Utah’s Security Leaders: Brandon Greenwood, VP Of Information Security At Overstock
Utah’s vibrant and growing technology community has given rise to an impressive landscape of startups and well-established companies. New services and apps are being released to improve businesses, address consumer needs, and try to make life better. The problem that all of these companies face is that their services are online in a hostile environment. Criminals have long since turned to the internet as a source of ill-gotten gains. Fortunately, Utah has a talented pool of security leaders and technologists working to protect the Silicon Slopes.
I’ve started doing a series of interviews with the security leaders working at some well-known companies here in Utah. Who are these people and how did they reach their current positions? What are their methods for protecting their organizations? What issues do they see on the horizon? These are some of the questions I’ve been asking as we talked about their backgrounds and approaches to security.
Brandon Greenwood — VP of Information Security, Overstock.com
I met Brandon Greenwood not long after I moved to Utah and is one of our security leaders here. Last month Brandon was promoted from Senior Director to Vice President of Information Security at Overstock.com. He has always had an interest in security and started out working as a network administrator. After the events of September 11, 2001 his employer started focusing more on information security and Brandon volunteered to help in those efforts. His security career moved on from there and now he responsible for heading up security at Overstock.
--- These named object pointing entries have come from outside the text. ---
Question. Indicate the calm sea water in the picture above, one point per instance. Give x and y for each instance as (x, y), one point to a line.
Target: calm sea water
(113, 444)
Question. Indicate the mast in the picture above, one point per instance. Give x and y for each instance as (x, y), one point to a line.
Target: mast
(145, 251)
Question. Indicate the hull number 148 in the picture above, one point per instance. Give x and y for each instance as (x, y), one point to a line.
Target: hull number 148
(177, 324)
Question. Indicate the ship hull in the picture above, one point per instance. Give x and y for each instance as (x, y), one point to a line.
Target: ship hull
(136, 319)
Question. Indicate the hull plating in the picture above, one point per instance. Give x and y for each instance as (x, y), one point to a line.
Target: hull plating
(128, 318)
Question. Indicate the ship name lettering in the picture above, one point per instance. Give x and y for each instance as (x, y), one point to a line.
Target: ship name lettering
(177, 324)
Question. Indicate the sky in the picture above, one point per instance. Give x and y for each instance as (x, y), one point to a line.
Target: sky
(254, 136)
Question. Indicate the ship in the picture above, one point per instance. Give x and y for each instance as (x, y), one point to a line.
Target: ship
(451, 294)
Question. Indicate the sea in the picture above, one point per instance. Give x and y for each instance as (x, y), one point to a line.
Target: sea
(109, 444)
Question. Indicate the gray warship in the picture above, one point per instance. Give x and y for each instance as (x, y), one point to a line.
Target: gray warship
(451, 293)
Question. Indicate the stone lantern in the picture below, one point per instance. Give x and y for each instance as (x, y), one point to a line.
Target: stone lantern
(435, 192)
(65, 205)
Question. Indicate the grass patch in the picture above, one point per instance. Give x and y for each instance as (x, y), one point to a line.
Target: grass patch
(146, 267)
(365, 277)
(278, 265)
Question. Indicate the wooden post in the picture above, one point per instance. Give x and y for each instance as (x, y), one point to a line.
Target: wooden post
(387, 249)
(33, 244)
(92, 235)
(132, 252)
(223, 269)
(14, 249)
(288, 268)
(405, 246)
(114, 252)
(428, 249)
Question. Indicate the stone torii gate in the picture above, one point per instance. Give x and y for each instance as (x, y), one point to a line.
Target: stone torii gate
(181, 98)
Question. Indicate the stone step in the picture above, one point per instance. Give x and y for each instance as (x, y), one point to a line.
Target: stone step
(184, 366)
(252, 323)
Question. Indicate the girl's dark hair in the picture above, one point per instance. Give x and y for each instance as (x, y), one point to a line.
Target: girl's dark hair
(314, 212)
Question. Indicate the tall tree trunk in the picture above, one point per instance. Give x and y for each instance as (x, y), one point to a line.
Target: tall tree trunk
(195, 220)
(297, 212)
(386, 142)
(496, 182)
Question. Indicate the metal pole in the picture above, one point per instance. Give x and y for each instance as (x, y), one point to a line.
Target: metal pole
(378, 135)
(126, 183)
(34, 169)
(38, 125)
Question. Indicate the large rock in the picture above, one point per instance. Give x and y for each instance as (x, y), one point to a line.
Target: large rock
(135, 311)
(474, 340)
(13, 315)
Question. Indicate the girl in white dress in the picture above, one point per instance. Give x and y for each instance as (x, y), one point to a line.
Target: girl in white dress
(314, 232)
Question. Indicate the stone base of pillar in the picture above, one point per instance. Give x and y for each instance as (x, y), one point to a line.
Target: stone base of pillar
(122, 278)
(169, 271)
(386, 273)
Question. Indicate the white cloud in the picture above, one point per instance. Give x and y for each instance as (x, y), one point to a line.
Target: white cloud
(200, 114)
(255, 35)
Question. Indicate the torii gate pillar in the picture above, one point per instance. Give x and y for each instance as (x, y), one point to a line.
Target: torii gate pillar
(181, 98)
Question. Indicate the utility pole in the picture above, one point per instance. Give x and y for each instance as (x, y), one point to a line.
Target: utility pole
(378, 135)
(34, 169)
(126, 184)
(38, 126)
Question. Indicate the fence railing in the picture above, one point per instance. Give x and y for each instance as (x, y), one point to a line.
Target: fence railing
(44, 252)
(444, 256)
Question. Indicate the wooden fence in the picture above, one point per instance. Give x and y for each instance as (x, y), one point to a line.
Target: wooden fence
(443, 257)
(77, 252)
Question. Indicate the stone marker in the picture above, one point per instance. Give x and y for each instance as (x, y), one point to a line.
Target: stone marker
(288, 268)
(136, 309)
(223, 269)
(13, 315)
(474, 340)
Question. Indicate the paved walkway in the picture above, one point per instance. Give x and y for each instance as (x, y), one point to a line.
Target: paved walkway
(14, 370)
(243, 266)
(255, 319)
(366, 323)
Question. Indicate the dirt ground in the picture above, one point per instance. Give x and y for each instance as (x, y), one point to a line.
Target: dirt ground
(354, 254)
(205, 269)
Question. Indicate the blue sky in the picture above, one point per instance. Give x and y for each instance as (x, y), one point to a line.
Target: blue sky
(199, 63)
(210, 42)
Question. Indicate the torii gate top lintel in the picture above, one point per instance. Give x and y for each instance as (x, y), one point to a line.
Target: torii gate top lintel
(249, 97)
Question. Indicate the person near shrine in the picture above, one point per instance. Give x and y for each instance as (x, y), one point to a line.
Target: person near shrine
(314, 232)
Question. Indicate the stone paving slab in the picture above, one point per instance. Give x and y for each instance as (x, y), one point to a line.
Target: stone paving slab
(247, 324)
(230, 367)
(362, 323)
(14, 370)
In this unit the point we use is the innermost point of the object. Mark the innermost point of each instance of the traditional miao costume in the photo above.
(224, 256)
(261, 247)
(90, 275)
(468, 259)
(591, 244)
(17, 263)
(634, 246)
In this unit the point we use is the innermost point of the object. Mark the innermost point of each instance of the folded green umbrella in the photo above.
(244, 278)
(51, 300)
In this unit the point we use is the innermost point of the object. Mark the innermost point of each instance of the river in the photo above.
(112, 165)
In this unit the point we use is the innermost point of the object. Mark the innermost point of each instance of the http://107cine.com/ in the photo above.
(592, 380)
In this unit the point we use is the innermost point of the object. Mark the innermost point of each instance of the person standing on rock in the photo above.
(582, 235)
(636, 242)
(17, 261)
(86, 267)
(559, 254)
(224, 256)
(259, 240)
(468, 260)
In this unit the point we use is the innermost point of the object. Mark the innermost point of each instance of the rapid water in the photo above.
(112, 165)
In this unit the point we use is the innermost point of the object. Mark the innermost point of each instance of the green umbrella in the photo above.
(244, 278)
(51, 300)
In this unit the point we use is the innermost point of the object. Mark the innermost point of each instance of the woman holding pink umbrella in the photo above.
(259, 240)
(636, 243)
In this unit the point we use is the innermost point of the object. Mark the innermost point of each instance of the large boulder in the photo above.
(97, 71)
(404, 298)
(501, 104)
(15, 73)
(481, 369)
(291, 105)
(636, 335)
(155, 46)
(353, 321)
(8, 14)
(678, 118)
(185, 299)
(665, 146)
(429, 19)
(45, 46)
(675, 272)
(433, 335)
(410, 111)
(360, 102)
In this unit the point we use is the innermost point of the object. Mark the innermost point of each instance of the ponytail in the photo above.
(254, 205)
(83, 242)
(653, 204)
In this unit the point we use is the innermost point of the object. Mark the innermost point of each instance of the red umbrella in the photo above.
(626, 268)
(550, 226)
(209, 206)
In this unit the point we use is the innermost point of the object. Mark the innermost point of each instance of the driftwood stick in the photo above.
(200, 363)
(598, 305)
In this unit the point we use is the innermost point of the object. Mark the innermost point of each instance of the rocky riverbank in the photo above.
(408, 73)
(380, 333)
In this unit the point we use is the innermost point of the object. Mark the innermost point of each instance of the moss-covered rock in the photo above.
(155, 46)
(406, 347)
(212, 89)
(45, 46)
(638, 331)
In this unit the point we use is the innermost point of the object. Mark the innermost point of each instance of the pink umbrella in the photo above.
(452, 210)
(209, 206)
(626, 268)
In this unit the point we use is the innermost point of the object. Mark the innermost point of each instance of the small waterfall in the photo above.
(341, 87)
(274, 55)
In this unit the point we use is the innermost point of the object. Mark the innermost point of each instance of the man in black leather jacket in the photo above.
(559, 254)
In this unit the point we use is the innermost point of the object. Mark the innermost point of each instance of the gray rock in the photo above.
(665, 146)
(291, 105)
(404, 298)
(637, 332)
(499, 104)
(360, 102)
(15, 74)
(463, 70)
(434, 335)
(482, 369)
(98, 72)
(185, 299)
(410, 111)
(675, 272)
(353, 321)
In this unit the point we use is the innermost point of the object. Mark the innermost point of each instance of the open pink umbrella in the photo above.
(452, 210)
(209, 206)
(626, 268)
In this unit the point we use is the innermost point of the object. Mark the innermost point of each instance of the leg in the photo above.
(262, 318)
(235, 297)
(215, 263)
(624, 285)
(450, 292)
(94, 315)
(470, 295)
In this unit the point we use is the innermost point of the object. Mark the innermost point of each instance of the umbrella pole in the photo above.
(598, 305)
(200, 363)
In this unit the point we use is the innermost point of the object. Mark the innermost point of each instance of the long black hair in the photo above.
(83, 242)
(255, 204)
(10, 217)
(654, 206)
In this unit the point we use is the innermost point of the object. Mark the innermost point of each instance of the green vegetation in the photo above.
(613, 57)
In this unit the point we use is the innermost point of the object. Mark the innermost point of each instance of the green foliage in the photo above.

One of the interesting comments that he made during our conversation was the need for security leaders to translate security risks to business risks. For example, instead of talking about denial of service attacks, convert that into terms of availability. What does is the probability of a system going down and how much does it cost when it does? The risks denial of service attacks can be addressed by efforts to improve availability. One of his comments were, “Business does not exist support security. Security exists support the business. That is the way it should be done.”
Brandon’s overall approach is to work with the different teams in Overstock to improve security. Instead of trying to lay down the law, his preference is to understand where the various teams are coming from and use their terminology when speaking with them. One of his examples was that you never know when the other person will bring up something that you weren’t aware of, which addresses your original concern. In particular, he prefers to “make allies, not adversaries.”
One of the challenges that he sees as clearly present in technology and security is the pace that business moves now. In the past, it took significant time to acquire new hardware, stand up new servers, and deploy applications. Now, this happens rapidly and at a scale that can’t be readily done in an on-premise data center. Security needs to apply effective practices to cloud computing and make them scale. In this world, it means working well with DevOps and not introducing friction.
I asked Brandon about how he goes about recharging and relaxing. Reading was one of the things he brought up as a significant benefit. He is currently reading several books on risk management, such as “Measuring and Managing Information Risk: A FAIR Approach” and “The Failure of Risk Management: Why It’s Broken and How to Fix It.” In the past, his reading was more technical but now is much more business-centric. The transition from technology to business is challenging, but one that Brandon has found to be very rewarding.
As we wrapped up our conversation, Brandon mentioned that he would be at SANS Network Security 2018 in Las Vegas this month. If you find yourself out that way, give him a shout. He’s more than happy to meet up and talk shop with you.